Irmã de Erenice diz que contrato foi 'emergencial'

A advogada Maria Euriza Alves Carvalho, irmã da ministra Erenice Guerra (Casa Civil), informou hoje que autorizou o governo a contratar sem licitação o escritório de advocacia do irmão delas por questões de "emergência". "Dada a emergência, foram consultados escritórios que pudessem, com a urgência que o caso requeria, realizar a tarefa", disse, em nota.

LEANDRO COLON, Agência Estado

13 de setembro de 2010 | 18h43

O jornal O Estado de S. Paulo revelou hoje que, no dia 1º de setembro de 2009, Maria Euriza autorizou a Empresa de Pesquisa Energética (EPE) a contratar, sem licitação, o escritório Trajano e Silva Advogados, com sede em Brasília, por um valor de R$ 80 mil. Entre os advogados do escritório está Antônio Alves Carvalho, irmão de Maria Euriza e da ministra Erenice Guerra. Na época, Maria Euriza era consultora jurídica da EPE.

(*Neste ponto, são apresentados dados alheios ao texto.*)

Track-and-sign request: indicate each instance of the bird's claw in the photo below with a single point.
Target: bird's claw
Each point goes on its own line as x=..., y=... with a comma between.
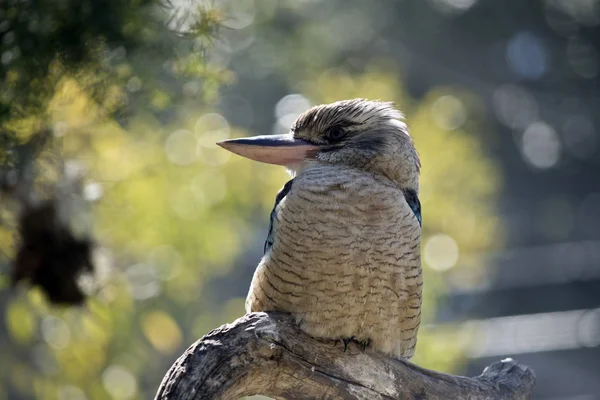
x=362, y=343
x=346, y=342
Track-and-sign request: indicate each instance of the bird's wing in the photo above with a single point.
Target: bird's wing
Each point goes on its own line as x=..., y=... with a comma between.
x=413, y=202
x=282, y=193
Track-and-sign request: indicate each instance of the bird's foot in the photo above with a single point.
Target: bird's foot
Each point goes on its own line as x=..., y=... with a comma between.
x=362, y=343
x=347, y=341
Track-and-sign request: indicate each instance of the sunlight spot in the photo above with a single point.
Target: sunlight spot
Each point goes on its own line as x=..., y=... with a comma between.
x=210, y=129
x=162, y=331
x=119, y=382
x=92, y=191
x=540, y=145
x=441, y=252
x=289, y=108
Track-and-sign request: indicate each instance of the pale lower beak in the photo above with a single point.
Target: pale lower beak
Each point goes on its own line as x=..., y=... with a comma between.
x=271, y=149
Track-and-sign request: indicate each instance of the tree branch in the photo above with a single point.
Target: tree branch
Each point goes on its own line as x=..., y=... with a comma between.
x=266, y=353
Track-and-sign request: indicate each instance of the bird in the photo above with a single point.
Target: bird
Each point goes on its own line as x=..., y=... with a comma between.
x=342, y=255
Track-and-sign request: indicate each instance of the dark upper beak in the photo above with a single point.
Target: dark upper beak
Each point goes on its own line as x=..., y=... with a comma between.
x=271, y=149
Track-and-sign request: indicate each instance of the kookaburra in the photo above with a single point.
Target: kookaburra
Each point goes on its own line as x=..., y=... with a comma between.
x=343, y=251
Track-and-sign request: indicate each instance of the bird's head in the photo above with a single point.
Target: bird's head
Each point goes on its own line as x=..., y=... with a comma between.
x=358, y=133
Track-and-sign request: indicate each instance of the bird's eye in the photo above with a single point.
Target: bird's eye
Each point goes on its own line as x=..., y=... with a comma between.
x=335, y=134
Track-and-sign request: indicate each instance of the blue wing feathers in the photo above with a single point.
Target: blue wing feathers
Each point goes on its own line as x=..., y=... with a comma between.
x=413, y=202
x=282, y=193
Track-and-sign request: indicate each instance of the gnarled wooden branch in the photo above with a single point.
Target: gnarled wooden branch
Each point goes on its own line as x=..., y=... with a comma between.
x=266, y=353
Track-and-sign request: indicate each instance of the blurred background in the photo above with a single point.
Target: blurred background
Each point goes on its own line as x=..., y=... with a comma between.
x=111, y=187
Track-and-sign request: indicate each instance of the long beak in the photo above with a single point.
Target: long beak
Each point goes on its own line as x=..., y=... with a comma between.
x=271, y=149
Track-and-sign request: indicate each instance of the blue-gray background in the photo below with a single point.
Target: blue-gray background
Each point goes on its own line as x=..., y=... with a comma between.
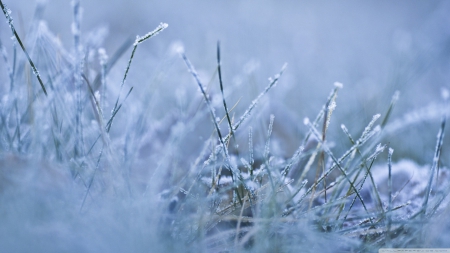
x=373, y=47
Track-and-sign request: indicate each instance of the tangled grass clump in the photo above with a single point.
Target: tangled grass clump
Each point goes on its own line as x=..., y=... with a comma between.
x=67, y=172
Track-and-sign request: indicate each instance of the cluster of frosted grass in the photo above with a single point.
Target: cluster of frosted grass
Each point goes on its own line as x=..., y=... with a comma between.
x=72, y=181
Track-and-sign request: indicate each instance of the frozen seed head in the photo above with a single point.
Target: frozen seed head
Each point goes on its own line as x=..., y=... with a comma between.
x=338, y=85
x=140, y=39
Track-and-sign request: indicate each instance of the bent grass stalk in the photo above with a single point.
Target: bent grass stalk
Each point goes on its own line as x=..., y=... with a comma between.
x=7, y=13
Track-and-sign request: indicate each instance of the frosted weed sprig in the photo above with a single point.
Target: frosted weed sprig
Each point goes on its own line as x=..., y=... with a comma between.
x=138, y=41
x=7, y=13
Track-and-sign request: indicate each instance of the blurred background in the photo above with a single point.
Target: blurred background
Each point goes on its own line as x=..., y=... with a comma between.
x=373, y=47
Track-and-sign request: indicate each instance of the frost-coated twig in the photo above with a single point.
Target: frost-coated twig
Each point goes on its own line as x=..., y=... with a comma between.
x=213, y=116
x=389, y=220
x=219, y=70
x=437, y=153
x=272, y=83
x=139, y=40
x=7, y=13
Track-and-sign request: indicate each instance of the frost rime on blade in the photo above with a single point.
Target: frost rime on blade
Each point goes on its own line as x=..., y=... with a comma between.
x=140, y=39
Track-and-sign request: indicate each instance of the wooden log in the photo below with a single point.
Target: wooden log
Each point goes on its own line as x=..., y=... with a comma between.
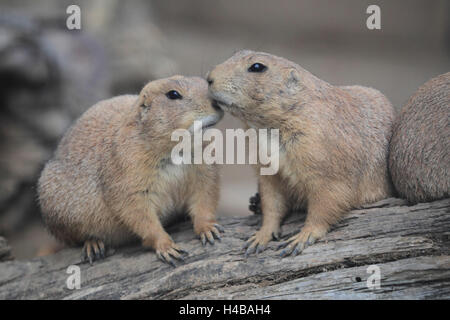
x=409, y=244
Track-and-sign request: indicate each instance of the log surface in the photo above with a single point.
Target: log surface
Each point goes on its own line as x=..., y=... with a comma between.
x=410, y=245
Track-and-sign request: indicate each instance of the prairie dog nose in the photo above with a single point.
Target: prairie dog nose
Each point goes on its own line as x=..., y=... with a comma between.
x=209, y=79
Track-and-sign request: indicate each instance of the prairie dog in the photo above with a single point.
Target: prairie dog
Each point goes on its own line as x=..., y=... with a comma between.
x=333, y=142
x=111, y=179
x=419, y=156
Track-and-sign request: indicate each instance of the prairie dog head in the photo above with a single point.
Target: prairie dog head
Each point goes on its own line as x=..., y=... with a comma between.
x=175, y=103
x=258, y=87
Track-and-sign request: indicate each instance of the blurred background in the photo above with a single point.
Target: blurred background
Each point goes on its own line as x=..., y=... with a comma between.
x=49, y=75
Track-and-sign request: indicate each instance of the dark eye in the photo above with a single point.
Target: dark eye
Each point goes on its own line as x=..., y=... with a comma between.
x=173, y=94
x=257, y=67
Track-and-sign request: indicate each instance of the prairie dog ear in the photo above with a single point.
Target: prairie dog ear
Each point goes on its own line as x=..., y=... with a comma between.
x=292, y=78
x=144, y=101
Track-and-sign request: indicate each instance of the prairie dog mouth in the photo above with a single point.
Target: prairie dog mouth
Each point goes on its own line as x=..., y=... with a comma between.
x=207, y=121
x=219, y=100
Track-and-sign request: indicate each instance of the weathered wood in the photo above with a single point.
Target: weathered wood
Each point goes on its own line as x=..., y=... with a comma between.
x=410, y=245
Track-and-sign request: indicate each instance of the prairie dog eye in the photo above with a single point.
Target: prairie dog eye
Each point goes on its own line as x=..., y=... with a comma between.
x=173, y=95
x=257, y=67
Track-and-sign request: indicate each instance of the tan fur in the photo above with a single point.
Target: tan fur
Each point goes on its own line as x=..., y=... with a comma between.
x=419, y=156
x=333, y=141
x=111, y=177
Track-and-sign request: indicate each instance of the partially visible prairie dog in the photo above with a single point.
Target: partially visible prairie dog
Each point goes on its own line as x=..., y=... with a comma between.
x=333, y=142
x=112, y=181
x=419, y=156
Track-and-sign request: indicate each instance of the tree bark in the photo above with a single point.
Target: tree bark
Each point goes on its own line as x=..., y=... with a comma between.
x=409, y=244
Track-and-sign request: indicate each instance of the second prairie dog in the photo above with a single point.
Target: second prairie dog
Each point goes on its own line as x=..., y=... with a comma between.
x=419, y=156
x=333, y=142
x=111, y=180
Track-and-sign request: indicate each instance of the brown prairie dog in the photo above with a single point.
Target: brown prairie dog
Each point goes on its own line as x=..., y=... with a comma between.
x=333, y=142
x=419, y=155
x=111, y=180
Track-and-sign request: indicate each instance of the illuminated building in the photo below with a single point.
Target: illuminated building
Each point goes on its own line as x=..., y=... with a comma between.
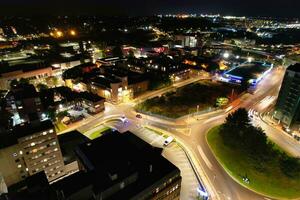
x=251, y=72
x=29, y=149
x=287, y=108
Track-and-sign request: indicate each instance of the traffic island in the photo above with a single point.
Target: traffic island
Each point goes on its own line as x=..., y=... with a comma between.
x=266, y=178
x=193, y=98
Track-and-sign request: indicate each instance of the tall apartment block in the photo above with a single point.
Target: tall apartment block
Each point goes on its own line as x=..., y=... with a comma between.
x=287, y=109
x=31, y=148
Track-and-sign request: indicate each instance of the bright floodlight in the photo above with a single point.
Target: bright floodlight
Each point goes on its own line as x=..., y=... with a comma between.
x=226, y=55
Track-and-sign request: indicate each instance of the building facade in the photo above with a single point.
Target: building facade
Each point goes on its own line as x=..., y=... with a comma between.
x=287, y=108
x=35, y=149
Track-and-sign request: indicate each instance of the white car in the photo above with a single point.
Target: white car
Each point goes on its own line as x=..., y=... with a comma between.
x=168, y=141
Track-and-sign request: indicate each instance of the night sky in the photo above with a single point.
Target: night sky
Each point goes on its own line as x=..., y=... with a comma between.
x=275, y=8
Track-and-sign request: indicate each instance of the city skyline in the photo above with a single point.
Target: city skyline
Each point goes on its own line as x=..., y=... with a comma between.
x=254, y=8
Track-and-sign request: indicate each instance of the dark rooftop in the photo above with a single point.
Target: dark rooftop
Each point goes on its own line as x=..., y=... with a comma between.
x=295, y=67
x=105, y=81
x=25, y=129
x=68, y=143
x=24, y=91
x=114, y=157
x=90, y=96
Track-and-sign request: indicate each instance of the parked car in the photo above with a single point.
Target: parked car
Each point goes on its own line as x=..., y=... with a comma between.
x=168, y=141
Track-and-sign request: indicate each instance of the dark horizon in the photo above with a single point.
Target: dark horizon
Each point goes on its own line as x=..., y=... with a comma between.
x=254, y=8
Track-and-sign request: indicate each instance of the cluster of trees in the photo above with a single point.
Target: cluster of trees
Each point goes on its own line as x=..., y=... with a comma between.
x=239, y=133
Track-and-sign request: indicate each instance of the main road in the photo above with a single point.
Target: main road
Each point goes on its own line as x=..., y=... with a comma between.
x=191, y=132
x=218, y=182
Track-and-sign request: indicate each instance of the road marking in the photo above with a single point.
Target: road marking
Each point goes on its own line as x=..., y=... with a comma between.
x=207, y=162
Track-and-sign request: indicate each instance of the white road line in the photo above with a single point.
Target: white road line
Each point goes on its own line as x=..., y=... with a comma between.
x=207, y=162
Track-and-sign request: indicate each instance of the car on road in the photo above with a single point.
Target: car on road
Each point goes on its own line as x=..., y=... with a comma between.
x=168, y=141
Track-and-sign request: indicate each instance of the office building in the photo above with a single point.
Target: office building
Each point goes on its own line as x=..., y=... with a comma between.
x=287, y=108
x=30, y=148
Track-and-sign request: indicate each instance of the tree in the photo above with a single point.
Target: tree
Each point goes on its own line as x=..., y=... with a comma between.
x=117, y=51
x=290, y=166
x=5, y=117
x=23, y=81
x=41, y=87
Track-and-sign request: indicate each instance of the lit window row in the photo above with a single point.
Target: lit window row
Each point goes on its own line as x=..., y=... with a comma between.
x=38, y=135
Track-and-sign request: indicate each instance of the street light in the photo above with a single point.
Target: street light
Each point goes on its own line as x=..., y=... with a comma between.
x=72, y=32
x=59, y=34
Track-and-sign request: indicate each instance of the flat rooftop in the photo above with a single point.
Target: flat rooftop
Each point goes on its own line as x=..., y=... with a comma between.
x=248, y=70
x=114, y=157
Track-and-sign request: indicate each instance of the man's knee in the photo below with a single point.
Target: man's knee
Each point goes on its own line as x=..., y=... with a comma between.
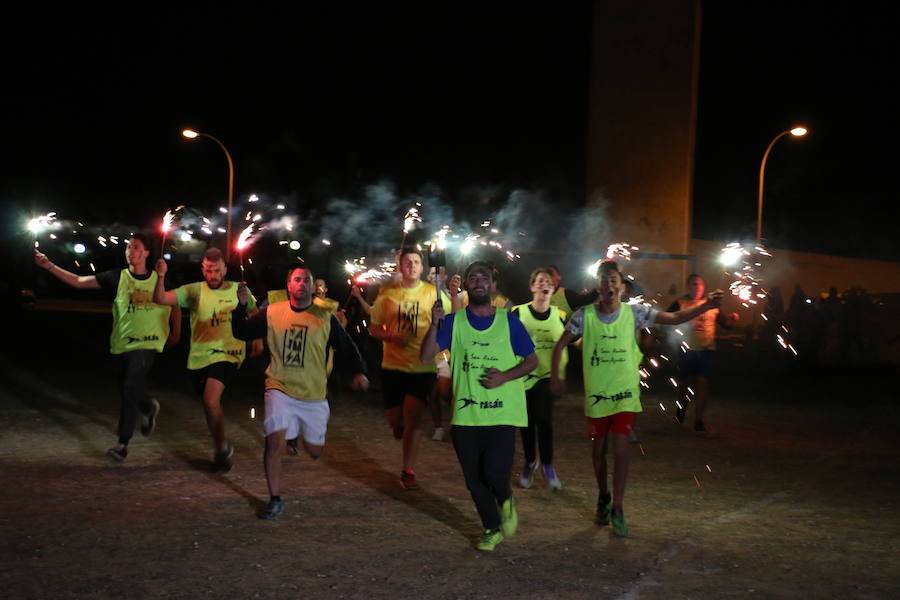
x=313, y=450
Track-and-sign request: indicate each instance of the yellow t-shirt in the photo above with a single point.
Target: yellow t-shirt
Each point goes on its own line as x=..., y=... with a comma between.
x=402, y=310
x=211, y=338
x=297, y=342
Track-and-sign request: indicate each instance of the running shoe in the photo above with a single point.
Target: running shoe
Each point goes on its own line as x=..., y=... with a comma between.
x=148, y=422
x=117, y=453
x=408, y=480
x=489, y=540
x=527, y=475
x=222, y=459
x=620, y=527
x=509, y=517
x=553, y=481
x=604, y=507
x=272, y=510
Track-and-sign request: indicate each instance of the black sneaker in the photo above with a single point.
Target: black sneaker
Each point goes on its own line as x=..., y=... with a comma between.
x=272, y=510
x=117, y=453
x=604, y=508
x=148, y=422
x=222, y=460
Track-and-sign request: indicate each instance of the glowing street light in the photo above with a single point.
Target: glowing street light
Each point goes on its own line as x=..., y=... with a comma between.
x=796, y=132
x=191, y=134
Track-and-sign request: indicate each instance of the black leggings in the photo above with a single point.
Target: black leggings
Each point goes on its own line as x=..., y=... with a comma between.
x=540, y=422
x=486, y=455
x=132, y=370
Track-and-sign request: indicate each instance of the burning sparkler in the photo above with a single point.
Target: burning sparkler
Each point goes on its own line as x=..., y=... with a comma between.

A contratação sem licitação foi publicada em setembro de 2009, no Diário Oficial da União. O escritório foi contratado para representar a EPE numa ação judicial movida por uma empresa que brigava para participar de um leilão da Agência Nacional de Energia Elétrica (Aneel) naquela época. Segundo o edital de contratação do escritório do irmão de Erenice, o contrato era de seis meses.

Justificativa

Maria Euriza justificou a contratação do escritório do irmão. "A dispensa de licitação para a contratação aludida era uma condição, uma vez que se buscava desconstituir uma tutela liminar deferida pelo juiz da 24ª Vara Federal de Brasília, em face do leilão que ocorreria no dia seguinte, portanto, a contratação só podia ocorrer por emergência, condição capitulada na Lei", disse. "Repudio veementemente a chamada da matéria (do jornal), escrita de forma a dar a entender que a contratação foi ilegal em face de dispensa da licitação", afirmou.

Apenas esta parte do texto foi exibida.